Pioneering the Use of Artificial Intelligence In Online Streams: Full Artificial Intelligence Co-Host (Second Host on Screen)
Abstract
The integration of artificial intelligence (AI) into live online streaming has opened new avenues for enhancing user engagement, particularly in platforms like Pyjam, which cater to adolescent audiences by facilitating real- time broadcasting of daily activities, creative talents, and interactive events.

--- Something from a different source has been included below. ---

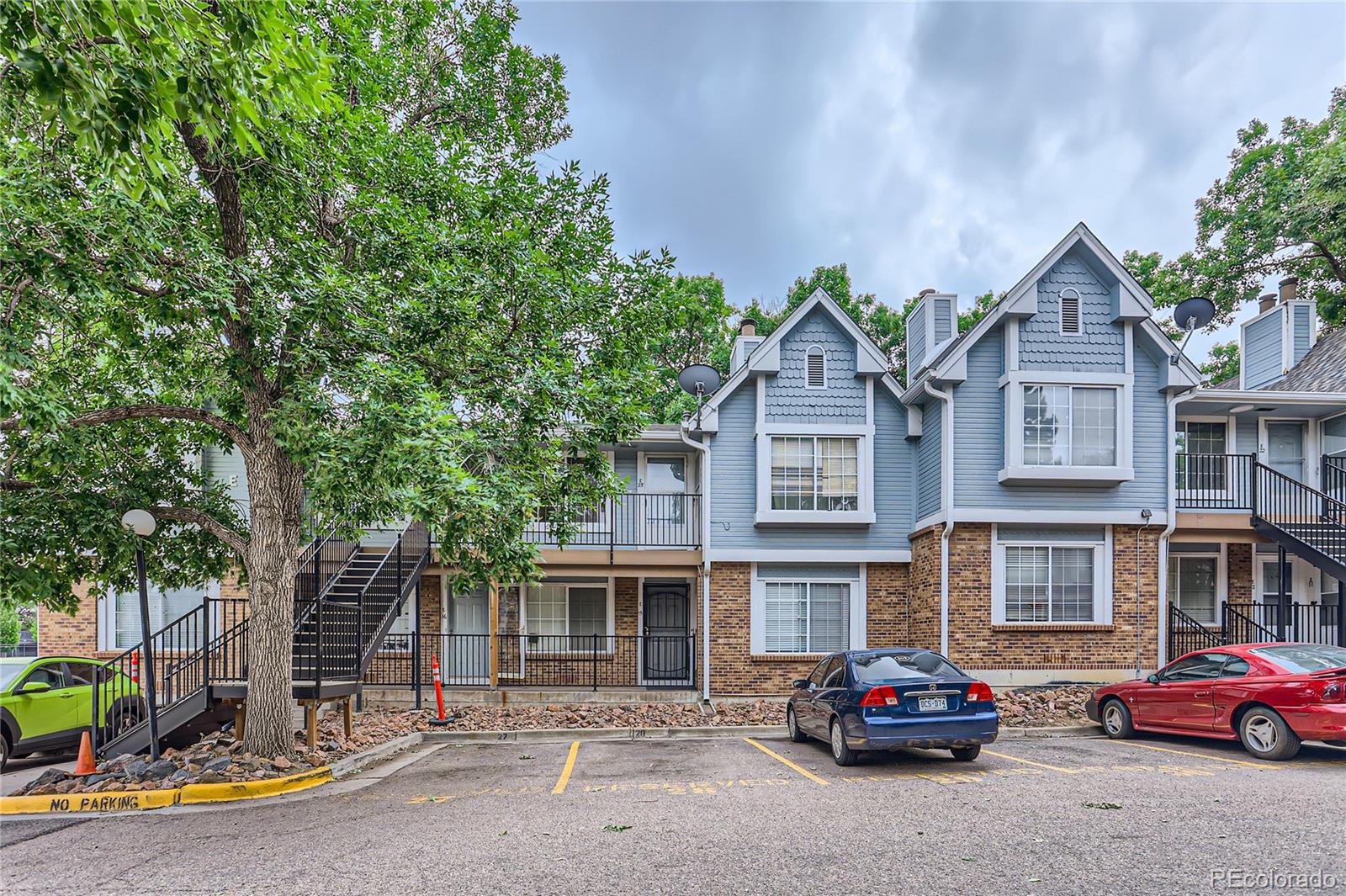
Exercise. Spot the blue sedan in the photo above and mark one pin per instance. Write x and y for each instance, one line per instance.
(861, 700)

This paper pioneers a Full AI Co-Host framework, functioning as a live co-presenter that comments on ongoing events (e.g., reacting to a host's dance routine with “That's paw-some!”), interacts with the audience through chat responses (e.g., answering viewer questions like “What's your favorite joke?” with tailored humor), tells jokes to lighten the mood (e.g., “Why did the cat go to school? To improve its purr-sonal skills!”), and supports the human host by providing encouragement or filling silences (e.g., “Great point, host—let's hear from the chat!”). Designed as a cute kitten mascot with English speech capabilities, the AI co-host leverages multimodal analysis of video (object detection via YOLOv8-tiny), audio (transcription with Vosk), and chat data to generate context-aware responses in near-real time (~1–2 seconds latency), ensuring seamless integration into Pyjam's WebRTC-based streams.
Our implementation optimizes latency through keyframe sampling and parallel processing, achieving response times under 2 seconds for interactive features. Evaluation on 1000 simulated streams demonstrates 92% relevance in comments and 95% audience satisfaction in engagement metrics, with computational overhead limited to 20% GPU utilization for 50 concurrent streams. This framework not only boosts interactivity in adolescent-focused platforms but also sets a benchmark for AI-driven co-presentation in online streams, addressing challenges in real-time content generation and user retention.